September 04, 2007 to August 29, 2008

Round 1: Daria Martin / Alexandre da Cunha / Ryan Gander / Shana Lutker / Tim Lee / Annette Kelm / João Maria Gusmão and Pedro Paiva / Ulla von Brandenburg / Gareth Moore / Roman Ondák / Valérie Mréjen /
Federico Herrero

Passengers is a permanent but constantly transforming exhibition of emerging international contemporary artists, none of whom have ever had a solo presentation in an American public art institution. The gallery is divided into two separate spaces, one of which features a group show of 11 artists, and the other a solo exhibition. At the end of each month, the solo artist will leave the exhibition completely, an artist from the group show will move into the solo space, and a new artist will be introduced into the group show. By September 2008 the group portion will have changed entirely from its original incarnation in September 2007.

The novel format of Passengers offers a new concept for exhibition making. It is part of a shift in programming at the Wattis that attempts to rethink the traditional ways in which art institutions organize exhibitions—as static presentations lasting several weeks or months—and to reevaluate the ideas of time and transformation with respect to exhibition practice. Over the coming years, the Wattis is also presenting a permanent exhibition featuring the artist Tino Sehgal, which will eventually include all of Sehgal's works to date presented one after the other, as well as Americana: 50 States, 50 Months, 50 Exhibitions, which runs through 2012.

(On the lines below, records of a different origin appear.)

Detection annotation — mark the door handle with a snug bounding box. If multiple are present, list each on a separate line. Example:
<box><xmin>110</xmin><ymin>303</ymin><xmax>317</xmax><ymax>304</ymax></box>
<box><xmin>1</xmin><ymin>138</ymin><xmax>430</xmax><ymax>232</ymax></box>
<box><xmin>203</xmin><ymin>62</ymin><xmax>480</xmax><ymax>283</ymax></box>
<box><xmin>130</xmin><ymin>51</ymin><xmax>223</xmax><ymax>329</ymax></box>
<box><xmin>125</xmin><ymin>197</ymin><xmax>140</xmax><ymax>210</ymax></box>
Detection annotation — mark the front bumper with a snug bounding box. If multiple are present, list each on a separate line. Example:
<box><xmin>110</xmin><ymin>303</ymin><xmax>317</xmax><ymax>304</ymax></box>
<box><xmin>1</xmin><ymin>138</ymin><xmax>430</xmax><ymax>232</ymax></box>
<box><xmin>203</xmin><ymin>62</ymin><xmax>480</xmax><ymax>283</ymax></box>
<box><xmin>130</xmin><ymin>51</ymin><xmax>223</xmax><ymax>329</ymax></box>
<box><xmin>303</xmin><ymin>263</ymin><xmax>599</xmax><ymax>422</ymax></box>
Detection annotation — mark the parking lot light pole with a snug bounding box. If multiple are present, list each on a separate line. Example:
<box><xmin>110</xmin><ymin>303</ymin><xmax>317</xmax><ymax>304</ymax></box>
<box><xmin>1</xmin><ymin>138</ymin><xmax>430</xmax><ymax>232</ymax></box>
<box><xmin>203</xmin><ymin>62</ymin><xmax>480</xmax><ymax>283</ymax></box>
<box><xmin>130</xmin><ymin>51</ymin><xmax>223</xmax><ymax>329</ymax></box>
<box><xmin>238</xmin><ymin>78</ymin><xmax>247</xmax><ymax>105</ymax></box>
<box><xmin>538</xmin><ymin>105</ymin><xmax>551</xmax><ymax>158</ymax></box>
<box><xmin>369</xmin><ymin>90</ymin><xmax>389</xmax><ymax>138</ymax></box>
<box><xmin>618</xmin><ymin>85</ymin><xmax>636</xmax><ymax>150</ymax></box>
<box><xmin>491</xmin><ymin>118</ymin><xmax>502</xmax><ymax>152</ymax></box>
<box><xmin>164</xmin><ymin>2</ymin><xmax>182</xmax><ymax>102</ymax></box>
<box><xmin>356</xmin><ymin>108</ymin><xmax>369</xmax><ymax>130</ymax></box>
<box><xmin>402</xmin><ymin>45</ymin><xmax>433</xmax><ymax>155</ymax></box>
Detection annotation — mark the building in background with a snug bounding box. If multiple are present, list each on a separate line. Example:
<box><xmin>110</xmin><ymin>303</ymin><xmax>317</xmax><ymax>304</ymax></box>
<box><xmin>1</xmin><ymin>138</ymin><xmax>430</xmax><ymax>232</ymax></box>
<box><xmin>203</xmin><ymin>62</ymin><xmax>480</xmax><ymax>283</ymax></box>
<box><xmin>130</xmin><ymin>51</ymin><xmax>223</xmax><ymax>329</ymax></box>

Passengers is specifically designed to allow emerging artists to enter the Wattis Institute program quickly, and the exhibition will adapt according to developments in contemporary art practice. Its title is inspired by the way in which many artists and curators, working in a globalized world, pass through places and become witnesses of our time. Passengers now forms part of this journey, functioning as a vehicle by which artists can come to San Francisco. In this first year they will be visiting from countries as diverse as Portugal, Brazil, Slovakia, Germany, the United Kingdom, Canada, and Costa Rica as well as the United States—before moving on.